How to overcome fear?
Whether you have generalized anxiety disorder (GAD), panic disorder, social anxiety disorder, post-traumatic stress disorder (PTSD), or obsessive-compulsive disorder (OCD), excessive and persistent symptoms can affect your relationships, work, and academic performance.
Although anxiety disorders are highly treatable, only about 37% of people with anxiety receive treatment. The most successful psychological therapies for anxiety include cognitive behavioral therapy (CBT) and exposure therapy.
-
CBT
As a problem-specific and goal-oriented short-term therapy, cognitive behavioral therapy can help you by changing your dysfunctional thought patterns and behaviors. CBT also helps reduce stress and improve resilience. It can help you face life transitions and deal with overwhelming emotions such as sadness, fear, or anger.

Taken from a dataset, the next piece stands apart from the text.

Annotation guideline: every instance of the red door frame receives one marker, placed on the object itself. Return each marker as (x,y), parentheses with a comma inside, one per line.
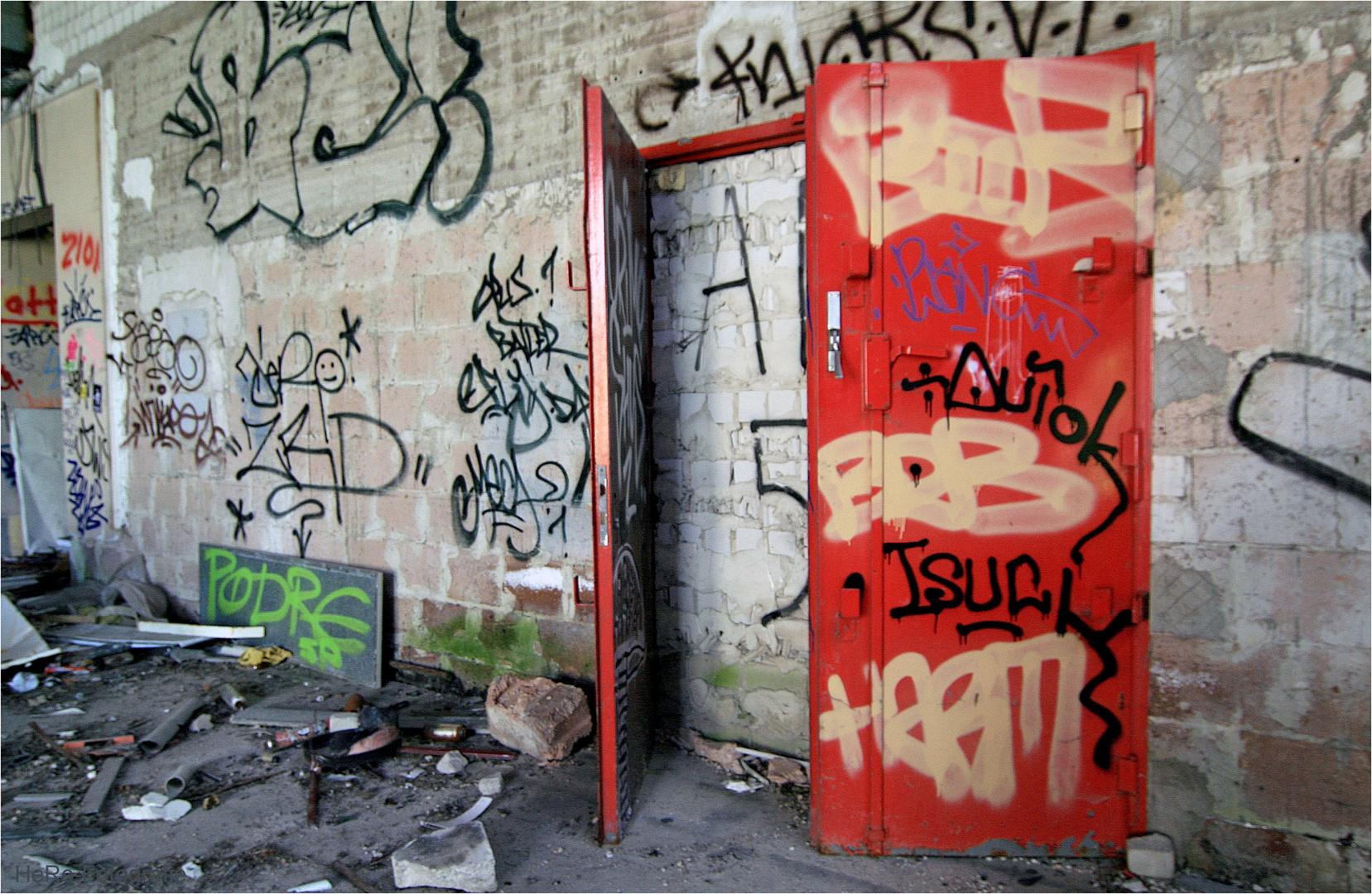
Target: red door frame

Additionally, CBT teaches coping strategies that can be used in your daily life long after therapy has ended. A highly structured approach, cognitive behavioral therapy can also be delivered in person, online, individually or in groups. However, CBT requires your active participation to be successful.
-
Exposure therapy
In exposure therapy, you are gradually exposed to a situation or object that produces fear. Over time, you learn to be less sensitive to a feared object or situation. Exposure therapy has been shown to be particularly effective for phobias and obsessive-compulsive disorder.